Interview Of The Week: Stuart Russell, Director Of The Center For Human-Compatible AI

Stuart Russell is a Professor of Computer Science at the University of California at Berkeley, holder of the Smith-Zadeh Chair in Engineering, and Director of the Center for Human-Compatible AI and the Kavli Center for Ethics, Science, and the Public. He is a recipient of the IJCAI Computers and Thought Award and Research Excellence Award and held the Chaire Blaise Pascal in Paris. In 2021 he received the OBE from Her Majesty Queen Elizabeth and gave the Reith Lectures. He is an Honorary Fellow of Wadham College, Oxford, an Andrew Carnegie Fellow, and a Fellow of the American Association for Artificial Intelligence, the Association for Computing Machinery, and the American Association for the Advancement of Science. His book “Artificial Intelligence: A Modern Approach” (with Peter Norvig) is the standard text in AI, used in 1500 universities in 135 countries. His research covers a wide range of topics in artificial intelligence, with a current emphasis on the long-term future of artificial intelligence and its relation to humanity. He has developed a new global seismic monitoring system for the nuclear-test-ban treaty and is currently working to ban lethal autonomous weapons. He recently spoke to The Innovator about generative AI.
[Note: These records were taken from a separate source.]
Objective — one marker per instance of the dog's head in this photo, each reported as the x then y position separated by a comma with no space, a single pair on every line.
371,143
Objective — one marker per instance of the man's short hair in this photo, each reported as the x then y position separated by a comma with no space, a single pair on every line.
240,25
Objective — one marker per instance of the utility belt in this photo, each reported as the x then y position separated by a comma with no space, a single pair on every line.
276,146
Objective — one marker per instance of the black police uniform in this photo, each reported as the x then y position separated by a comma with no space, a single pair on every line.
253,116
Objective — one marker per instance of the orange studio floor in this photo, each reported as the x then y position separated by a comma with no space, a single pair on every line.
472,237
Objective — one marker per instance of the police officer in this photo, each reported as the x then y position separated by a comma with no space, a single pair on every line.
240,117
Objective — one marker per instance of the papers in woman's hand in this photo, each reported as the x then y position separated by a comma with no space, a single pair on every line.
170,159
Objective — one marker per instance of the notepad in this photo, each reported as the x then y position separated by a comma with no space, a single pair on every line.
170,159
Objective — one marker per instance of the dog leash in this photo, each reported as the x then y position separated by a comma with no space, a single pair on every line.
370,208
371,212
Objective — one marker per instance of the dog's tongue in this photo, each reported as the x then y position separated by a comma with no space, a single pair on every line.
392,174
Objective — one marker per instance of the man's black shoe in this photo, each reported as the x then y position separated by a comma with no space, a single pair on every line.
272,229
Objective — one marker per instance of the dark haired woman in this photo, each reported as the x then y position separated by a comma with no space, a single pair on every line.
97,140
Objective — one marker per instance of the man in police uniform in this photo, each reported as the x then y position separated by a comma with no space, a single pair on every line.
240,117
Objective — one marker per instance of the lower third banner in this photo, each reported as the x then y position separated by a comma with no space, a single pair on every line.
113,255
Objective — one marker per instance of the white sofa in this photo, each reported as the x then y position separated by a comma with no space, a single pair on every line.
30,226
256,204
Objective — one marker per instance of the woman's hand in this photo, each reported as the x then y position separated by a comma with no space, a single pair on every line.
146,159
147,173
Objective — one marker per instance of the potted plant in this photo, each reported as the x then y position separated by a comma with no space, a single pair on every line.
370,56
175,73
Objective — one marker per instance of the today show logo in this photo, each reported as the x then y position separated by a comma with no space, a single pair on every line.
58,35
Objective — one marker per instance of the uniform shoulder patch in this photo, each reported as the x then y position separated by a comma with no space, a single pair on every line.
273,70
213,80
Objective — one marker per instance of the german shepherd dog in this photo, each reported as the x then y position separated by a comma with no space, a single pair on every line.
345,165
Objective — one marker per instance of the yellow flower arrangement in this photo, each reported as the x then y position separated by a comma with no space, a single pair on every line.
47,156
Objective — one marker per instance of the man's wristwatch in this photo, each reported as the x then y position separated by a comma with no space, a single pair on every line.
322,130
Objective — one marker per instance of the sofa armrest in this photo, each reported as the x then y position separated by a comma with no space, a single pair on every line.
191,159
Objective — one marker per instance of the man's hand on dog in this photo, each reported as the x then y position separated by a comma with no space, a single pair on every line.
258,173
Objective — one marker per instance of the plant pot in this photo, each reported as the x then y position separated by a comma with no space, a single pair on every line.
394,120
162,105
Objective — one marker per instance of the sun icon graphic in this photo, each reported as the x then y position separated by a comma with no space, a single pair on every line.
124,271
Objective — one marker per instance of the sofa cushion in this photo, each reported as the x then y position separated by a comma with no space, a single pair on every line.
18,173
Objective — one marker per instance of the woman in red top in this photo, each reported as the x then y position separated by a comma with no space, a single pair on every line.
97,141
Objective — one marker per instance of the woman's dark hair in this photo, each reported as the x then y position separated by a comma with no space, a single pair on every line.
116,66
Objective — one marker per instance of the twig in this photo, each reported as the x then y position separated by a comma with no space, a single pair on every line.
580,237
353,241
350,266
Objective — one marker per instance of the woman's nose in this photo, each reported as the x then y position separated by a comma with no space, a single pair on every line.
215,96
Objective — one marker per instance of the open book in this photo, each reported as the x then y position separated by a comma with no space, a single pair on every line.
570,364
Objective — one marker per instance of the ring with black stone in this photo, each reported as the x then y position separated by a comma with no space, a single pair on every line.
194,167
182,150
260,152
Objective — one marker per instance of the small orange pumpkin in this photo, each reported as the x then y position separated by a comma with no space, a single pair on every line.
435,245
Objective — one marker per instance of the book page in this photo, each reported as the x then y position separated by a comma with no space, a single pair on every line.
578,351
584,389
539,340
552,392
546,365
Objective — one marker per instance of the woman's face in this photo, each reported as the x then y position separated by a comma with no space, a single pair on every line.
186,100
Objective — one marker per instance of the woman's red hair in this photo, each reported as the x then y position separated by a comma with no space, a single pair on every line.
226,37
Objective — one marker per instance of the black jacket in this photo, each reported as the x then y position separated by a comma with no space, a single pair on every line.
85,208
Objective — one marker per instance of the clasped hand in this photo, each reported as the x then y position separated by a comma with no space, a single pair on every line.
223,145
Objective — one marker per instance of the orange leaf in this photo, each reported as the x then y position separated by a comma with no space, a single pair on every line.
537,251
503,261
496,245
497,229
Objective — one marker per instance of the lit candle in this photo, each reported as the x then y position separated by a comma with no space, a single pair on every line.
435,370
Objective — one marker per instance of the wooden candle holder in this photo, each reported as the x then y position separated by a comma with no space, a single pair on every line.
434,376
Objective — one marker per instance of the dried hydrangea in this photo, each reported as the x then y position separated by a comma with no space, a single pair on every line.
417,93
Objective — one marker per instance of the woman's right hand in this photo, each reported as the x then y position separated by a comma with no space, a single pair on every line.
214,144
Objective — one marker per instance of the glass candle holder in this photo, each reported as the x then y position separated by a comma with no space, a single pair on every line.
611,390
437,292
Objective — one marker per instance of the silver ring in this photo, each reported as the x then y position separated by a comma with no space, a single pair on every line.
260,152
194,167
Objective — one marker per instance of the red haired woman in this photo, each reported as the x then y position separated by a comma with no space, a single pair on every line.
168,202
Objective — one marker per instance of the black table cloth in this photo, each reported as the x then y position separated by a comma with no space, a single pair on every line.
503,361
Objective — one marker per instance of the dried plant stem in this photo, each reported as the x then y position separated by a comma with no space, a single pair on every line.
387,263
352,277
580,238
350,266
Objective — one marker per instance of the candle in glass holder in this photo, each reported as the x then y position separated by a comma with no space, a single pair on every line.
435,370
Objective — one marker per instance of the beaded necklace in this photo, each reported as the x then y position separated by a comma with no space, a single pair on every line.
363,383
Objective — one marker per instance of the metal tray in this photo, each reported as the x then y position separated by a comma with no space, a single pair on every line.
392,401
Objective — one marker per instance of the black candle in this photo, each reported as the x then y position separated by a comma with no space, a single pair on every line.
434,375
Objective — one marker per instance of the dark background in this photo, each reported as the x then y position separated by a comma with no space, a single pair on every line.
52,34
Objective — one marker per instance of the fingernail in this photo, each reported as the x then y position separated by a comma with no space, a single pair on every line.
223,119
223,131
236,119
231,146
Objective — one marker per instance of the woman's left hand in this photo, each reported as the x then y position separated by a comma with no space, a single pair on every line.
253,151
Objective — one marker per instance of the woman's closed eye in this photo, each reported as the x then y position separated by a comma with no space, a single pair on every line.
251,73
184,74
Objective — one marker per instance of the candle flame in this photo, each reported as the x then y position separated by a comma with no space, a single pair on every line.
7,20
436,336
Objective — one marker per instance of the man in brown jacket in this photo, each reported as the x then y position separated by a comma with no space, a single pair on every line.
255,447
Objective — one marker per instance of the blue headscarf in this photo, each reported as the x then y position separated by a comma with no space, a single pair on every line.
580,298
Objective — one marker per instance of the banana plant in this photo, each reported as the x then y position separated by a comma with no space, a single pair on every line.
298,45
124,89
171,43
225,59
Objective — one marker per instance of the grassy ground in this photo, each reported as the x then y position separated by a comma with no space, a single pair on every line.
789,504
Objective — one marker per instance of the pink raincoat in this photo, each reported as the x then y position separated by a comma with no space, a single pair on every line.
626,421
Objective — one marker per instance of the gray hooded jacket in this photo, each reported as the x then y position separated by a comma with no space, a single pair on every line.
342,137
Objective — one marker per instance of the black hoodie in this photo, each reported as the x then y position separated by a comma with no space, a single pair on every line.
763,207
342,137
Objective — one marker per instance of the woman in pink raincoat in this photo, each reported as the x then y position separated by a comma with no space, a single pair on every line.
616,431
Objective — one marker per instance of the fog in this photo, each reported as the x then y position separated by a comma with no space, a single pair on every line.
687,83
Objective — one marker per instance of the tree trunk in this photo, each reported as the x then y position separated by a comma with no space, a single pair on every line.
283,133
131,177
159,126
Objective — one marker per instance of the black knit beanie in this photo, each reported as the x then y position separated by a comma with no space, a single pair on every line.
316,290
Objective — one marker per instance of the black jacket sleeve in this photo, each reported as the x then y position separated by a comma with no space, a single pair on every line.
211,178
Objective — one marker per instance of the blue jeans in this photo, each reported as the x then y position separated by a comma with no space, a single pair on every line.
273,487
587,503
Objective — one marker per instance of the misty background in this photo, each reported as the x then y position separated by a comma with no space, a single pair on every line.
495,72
Q: There is a lot of buzz around generative AI and some concern. What’s your take?

SR: Generative AI is not real artificial intelligence, but it is giving us a taste of what it would be like to be in a world where real intelligence is on tap like electricity.
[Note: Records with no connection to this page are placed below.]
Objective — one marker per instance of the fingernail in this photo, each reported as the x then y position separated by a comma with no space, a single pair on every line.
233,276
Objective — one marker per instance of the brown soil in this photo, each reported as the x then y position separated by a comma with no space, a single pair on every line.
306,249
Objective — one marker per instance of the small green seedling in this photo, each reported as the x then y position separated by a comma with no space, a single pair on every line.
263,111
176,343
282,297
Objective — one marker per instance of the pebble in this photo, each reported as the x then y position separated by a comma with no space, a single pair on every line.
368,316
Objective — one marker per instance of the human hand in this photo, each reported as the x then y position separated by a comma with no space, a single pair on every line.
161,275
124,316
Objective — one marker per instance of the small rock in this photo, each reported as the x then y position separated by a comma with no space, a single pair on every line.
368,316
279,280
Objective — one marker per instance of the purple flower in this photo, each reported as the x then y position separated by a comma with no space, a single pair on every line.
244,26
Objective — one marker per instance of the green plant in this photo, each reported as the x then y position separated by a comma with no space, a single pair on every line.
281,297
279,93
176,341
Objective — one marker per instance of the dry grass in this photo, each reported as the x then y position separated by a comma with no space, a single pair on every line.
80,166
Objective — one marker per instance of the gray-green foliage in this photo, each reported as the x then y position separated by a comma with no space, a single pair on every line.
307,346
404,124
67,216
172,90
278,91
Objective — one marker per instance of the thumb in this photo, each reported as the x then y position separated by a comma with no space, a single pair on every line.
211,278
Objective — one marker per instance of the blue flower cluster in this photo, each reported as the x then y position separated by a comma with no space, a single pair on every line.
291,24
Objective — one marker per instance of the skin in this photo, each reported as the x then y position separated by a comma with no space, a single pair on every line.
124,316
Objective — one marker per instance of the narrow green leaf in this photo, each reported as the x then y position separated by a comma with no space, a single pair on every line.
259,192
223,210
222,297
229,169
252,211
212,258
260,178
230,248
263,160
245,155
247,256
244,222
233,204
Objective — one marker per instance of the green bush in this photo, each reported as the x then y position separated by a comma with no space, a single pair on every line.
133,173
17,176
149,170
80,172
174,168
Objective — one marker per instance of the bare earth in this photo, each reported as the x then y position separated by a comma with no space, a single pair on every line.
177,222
It is quite difficult to predict what the concerns should be. When the Internet started, we didn’t have concerns about security. If we did, we would have built a different architecture. When social media started, we did not anticipate the thousands of ways it could be abused and how it could lead to depression, polarize people, and promote extreme content. So, whatever we say now about generative AI – whether it be text and images and probably video and music – there are sure to be 10X as many things we didn’t think about.
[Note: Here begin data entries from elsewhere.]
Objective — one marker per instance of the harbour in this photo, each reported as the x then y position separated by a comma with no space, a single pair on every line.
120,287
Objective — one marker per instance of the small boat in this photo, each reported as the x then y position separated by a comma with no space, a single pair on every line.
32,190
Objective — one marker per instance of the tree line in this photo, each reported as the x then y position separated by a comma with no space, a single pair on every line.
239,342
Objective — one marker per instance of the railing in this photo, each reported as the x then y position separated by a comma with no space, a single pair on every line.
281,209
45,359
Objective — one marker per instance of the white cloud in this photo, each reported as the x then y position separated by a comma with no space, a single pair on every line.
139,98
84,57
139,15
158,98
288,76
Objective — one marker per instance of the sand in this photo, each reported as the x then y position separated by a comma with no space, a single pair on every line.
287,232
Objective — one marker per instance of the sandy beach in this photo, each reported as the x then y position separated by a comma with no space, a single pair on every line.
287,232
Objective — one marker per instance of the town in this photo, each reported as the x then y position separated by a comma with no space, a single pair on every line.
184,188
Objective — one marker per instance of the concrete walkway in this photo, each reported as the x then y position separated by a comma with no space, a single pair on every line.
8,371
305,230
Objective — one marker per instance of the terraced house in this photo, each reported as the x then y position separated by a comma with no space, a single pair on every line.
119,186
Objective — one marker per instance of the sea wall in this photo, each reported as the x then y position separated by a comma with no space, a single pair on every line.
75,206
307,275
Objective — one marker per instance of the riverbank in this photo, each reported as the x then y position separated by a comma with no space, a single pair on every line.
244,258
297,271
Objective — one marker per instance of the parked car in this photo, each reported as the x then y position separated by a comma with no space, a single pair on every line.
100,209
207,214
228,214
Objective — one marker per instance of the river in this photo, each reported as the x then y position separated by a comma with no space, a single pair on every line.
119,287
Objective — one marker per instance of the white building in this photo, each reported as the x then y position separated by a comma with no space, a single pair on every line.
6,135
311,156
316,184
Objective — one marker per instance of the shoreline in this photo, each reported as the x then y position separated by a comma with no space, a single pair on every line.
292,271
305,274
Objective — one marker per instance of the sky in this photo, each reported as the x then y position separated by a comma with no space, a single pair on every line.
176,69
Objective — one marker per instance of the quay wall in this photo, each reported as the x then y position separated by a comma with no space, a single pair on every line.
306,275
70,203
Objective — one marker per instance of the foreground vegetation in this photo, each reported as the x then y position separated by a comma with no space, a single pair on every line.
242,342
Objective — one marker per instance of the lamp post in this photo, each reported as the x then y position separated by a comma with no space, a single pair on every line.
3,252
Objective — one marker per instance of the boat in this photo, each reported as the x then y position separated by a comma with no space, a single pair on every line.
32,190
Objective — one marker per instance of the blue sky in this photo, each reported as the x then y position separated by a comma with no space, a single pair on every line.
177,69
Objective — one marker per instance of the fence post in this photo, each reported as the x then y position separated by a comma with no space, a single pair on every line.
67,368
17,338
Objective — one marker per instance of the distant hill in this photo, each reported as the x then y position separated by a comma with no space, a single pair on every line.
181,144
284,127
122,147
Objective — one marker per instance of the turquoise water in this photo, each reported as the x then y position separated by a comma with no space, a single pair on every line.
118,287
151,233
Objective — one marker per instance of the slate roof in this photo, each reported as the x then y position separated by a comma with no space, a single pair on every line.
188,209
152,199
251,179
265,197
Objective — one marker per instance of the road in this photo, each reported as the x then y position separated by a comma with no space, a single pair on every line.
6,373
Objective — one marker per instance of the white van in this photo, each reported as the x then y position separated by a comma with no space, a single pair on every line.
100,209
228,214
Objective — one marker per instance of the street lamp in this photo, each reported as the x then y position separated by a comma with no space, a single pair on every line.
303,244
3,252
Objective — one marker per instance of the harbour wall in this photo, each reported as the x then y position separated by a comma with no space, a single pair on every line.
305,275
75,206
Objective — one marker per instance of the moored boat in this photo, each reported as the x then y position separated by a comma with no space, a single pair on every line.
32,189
With GPT3 there are already some obvious things such as the turbocharging of deep fakes. For example, there was a deep fake video conversation with someone purporting to be the mayor of Kiev doing a Zoom call with a bunch of European politicians. Most of them were fooled. It is only a matter of time before similar things start happening to your spouse and your kids. With individualized phishing, if a chatbot starts a conversation with you it will be very hard to tell if it is a real person. I am already seeing fake people with complete resumes on LinkedIn. The EU AI Act includes a provision that says people have the right to know whether they are dealing with a machine. I am not sure we need legislation for content, but we at least need standards to ensure that anything generated by generative AI – text, images, videos, etc.- is labeled as such. That is very difficult at the moment as there is no agreed standard.

The premise of the work we are doing in the Center for Human-Compatible AI center is that we need a new model of how we design all AI systems. The more general problem with technology is that we design it to do a given thing, but it is difficult to know how humans will end up using it. The current model essentially relies on humans specifying an objective up front. That model works in the lab, for example with puzzles and games that have an objective built-in, but it doesn’t work in the real world where you can’t completely specify the objectives.

Q: You were quoted as saying that the recent discovery of a weakness in some of the most advanced Go-playing machines -which allowed a human to win – underscores how the world has been far too hasty to ascribe superhuman levels of intelligence to machines. Please elaborate

SR: The specific case of Go is quite revealing. When AlphaGo and it successors beat the best human players in 2016 and 2017, we all thought the programs had won—they were just better, in the same way that chess engines are just better than humans. Subsequently, Go programs became ridiculously superhuman: KataGo, the best program, is rated around 5200, compared to the best human at 3800. In other words, we’re toast.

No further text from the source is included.